South Bromley, Tower Hamlets
A little-used name (although still recognised by older residents) for the south-eastern part of Bromley-by-Bow, which has been sliced and diced by communications improvements over three centuries
The small but elaborately ornamented Bromley Hall was built in the late 15th century as the manor house of Lower Bromley, perhaps for a courtier at Greenwich Palace, and radically remodelled soon after 1700. The house has since served as a calico printing works, gentleman’s seat, charity home, carpet warehouse and most recently as offices.

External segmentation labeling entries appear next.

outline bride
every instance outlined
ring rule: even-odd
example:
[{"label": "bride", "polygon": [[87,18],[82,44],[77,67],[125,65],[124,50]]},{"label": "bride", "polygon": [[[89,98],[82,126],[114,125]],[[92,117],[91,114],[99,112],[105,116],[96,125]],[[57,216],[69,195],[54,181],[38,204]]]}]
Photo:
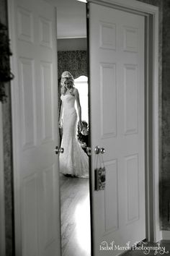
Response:
[{"label": "bride", "polygon": [[[62,104],[59,125],[63,127],[63,130],[61,148],[63,148],[64,152],[59,156],[60,171],[66,176],[88,178],[88,156],[76,138],[77,117],[79,129],[83,128],[79,91],[74,88],[73,76],[68,71],[61,74],[61,83]],[[78,113],[75,108],[75,102]]]}]

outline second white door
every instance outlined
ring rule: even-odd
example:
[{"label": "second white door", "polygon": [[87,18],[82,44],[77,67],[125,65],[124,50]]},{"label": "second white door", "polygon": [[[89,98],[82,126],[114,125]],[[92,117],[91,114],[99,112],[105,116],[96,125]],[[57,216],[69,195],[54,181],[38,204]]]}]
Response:
[{"label": "second white door", "polygon": [[[117,255],[146,238],[144,17],[89,4],[89,59],[94,250]],[[97,145],[106,150],[101,191]]]}]

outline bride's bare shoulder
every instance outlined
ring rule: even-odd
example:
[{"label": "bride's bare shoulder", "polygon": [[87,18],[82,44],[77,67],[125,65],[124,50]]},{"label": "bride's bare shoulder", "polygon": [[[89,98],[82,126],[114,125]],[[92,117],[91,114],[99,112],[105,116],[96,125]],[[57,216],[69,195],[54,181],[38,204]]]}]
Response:
[{"label": "bride's bare shoulder", "polygon": [[77,88],[73,88],[73,93],[74,95],[79,94],[79,90],[77,90]]}]

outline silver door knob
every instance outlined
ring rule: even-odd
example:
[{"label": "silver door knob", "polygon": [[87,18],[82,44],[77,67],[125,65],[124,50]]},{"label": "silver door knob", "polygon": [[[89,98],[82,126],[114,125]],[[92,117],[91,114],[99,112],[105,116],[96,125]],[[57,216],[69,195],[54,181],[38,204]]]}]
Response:
[{"label": "silver door knob", "polygon": [[54,150],[54,151],[55,152],[55,154],[59,154],[60,153],[63,153],[64,152],[64,149],[63,148],[59,148],[58,146],[55,148],[55,149]]},{"label": "silver door knob", "polygon": [[99,153],[101,153],[101,154],[104,154],[105,153],[105,148],[96,146],[96,148],[94,148],[94,152],[97,155],[98,155]]},{"label": "silver door knob", "polygon": [[101,154],[104,154],[105,153],[105,149],[104,148],[101,148],[100,153],[101,153]]},{"label": "silver door knob", "polygon": [[91,148],[89,147],[86,147],[86,153],[88,155],[91,155]]}]

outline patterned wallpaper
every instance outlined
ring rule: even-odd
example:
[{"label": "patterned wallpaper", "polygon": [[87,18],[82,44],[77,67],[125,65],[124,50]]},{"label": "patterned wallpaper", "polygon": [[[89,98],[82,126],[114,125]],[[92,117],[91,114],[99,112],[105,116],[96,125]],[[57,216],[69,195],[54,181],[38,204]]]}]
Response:
[{"label": "patterned wallpaper", "polygon": [[86,51],[64,51],[58,52],[58,75],[60,80],[63,71],[69,71],[76,79],[87,76]]}]

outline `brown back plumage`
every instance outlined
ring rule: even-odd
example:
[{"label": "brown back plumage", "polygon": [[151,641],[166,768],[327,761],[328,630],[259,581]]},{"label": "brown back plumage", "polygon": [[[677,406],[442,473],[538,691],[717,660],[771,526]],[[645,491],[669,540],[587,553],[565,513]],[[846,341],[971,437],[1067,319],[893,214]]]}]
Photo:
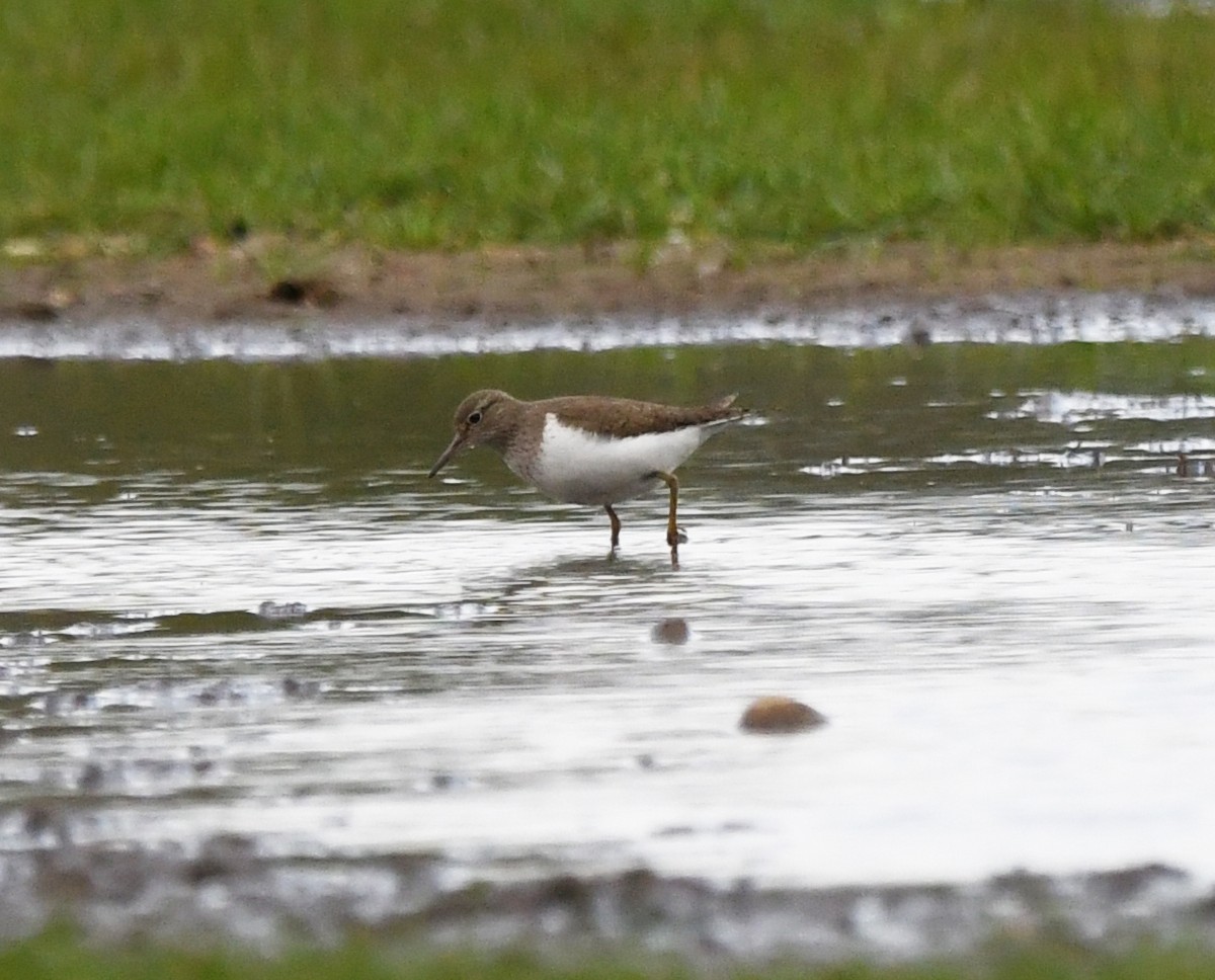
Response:
[{"label": "brown back plumage", "polygon": [[689,425],[738,421],[746,412],[734,407],[736,397],[738,395],[727,395],[710,404],[676,406],[633,398],[567,395],[532,402],[531,407],[544,414],[552,412],[566,425],[614,438],[627,438],[645,432],[669,432]]}]

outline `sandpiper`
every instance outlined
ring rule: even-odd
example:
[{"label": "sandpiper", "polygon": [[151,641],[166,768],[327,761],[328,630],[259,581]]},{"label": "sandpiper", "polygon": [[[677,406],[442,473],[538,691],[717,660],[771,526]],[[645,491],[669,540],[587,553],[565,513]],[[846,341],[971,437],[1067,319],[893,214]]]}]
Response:
[{"label": "sandpiper", "polygon": [[666,483],[667,544],[674,554],[680,542],[674,470],[713,432],[746,415],[734,407],[735,397],[682,407],[598,395],[522,402],[504,391],[474,391],[456,409],[456,435],[430,476],[460,449],[488,446],[548,497],[606,510],[614,551],[620,517],[612,504]]}]

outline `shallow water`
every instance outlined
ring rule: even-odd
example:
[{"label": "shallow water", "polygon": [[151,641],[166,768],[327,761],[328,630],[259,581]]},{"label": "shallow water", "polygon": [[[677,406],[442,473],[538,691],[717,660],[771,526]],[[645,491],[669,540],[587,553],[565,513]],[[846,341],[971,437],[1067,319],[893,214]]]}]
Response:
[{"label": "shallow water", "polygon": [[[682,470],[678,568],[662,494],[609,561],[487,452],[425,480],[487,385],[757,417]],[[1213,417],[1180,335],[2,361],[0,848],[1210,880]],[[829,724],[741,732],[764,693]]]}]

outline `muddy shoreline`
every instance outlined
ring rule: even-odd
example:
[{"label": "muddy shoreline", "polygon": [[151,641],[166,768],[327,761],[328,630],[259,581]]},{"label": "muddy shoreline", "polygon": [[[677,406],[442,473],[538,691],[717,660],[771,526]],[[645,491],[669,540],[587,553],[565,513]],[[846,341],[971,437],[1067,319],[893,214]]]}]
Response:
[{"label": "muddy shoreline", "polygon": [[775,316],[855,305],[965,301],[991,294],[1126,291],[1170,299],[1215,295],[1215,245],[1010,247],[978,251],[922,244],[796,256],[775,249],[668,243],[586,248],[486,248],[383,253],[279,239],[200,242],[185,254],[122,254],[122,242],[7,256],[0,324],[152,319],[338,323],[597,316]]},{"label": "muddy shoreline", "polygon": [[193,851],[68,842],[10,851],[0,880],[0,940],[68,923],[104,942],[209,939],[272,951],[356,931],[437,947],[644,948],[714,962],[904,961],[999,939],[1215,944],[1209,891],[1155,863],[824,888],[717,886],[643,868],[495,882],[468,879],[435,855],[272,856],[222,835]]}]

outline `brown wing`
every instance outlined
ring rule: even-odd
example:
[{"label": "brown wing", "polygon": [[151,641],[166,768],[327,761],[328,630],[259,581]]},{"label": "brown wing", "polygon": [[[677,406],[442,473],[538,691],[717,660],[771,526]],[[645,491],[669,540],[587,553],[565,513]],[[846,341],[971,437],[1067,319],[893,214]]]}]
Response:
[{"label": "brown wing", "polygon": [[632,398],[588,398],[572,395],[547,398],[537,406],[553,412],[567,425],[615,438],[646,432],[669,432],[689,425],[706,425],[741,419],[746,413],[734,408],[736,395],[727,395],[711,404],[677,406],[638,402]]}]

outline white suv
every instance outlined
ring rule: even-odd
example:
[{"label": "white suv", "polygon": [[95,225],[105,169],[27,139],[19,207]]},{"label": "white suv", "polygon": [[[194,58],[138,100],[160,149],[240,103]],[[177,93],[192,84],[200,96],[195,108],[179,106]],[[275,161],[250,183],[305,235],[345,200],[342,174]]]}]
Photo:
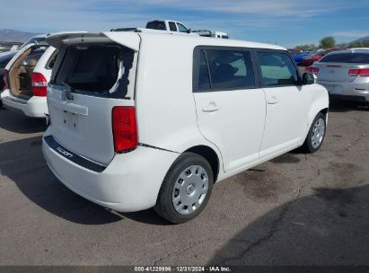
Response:
[{"label": "white suv", "polygon": [[1,93],[5,108],[31,118],[45,118],[48,112],[47,86],[57,54],[55,48],[42,41],[22,48],[5,66]]},{"label": "white suv", "polygon": [[303,145],[324,87],[286,48],[145,32],[53,35],[43,154],[69,189],[121,212],[198,216],[213,184]]}]

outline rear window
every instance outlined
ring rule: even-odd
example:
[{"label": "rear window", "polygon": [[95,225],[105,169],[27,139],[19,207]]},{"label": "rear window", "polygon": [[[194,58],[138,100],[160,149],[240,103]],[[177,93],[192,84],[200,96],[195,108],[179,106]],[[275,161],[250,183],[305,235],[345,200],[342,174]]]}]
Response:
[{"label": "rear window", "polygon": [[69,85],[72,92],[124,98],[127,93],[134,52],[115,45],[69,47],[58,54],[52,84]]},{"label": "rear window", "polygon": [[163,21],[153,21],[146,24],[146,29],[166,31],[165,22]]},{"label": "rear window", "polygon": [[286,53],[258,52],[263,86],[294,85],[297,69]]},{"label": "rear window", "polygon": [[195,92],[240,90],[255,87],[251,56],[246,50],[200,50],[195,57]]},{"label": "rear window", "polygon": [[336,53],[324,57],[321,63],[369,64],[367,53]]}]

The construction in 1770 of a short canal called the Limehouse Cut separated South Bromley from its parent and the locality thereafter evolved as an extension of Poplar. From the mid-19th century, factories were established beside Bow Creek with workers’ housing further inland, focused on the Church of St Michael and All Angels, which has since been converted to flats. Between 1864 and 1885 David McIntosh laid out compact but sturdy terraces to the east of St Leonard’s Road, some of which survive today. McIntosh’s Scottish origins show in the street names.
Poplar gasworks and neighbouring Abbott Street date from the 1870s. John Abbott was a former chemist who also built at Old Ford. Following extensive wartime damage Poplar council began work on its Abbott estate in 1947 and from the 1950s to the 1970s the London County Council and its Greater London successor showered South Bromley with more flats. Many of the early estates have since been rebuilt on a less impersonal scale, although some were highly regarded in their time.
The Northern Approach Road leading to the Blackwall Tunnel split South Bromley down the middle in the 1960s and its eastern half was further isolated by the construction of office blocks on the other side of the East India Dock Road in the 1990s.
The most notable of South Bromley’s blocks of flats is Ernö Goldfinger’s 26-storey Balfron Tower of 1967, the first public housing project by the architect whom Ian Fleming so disliked that he gave his name to a Bond villain.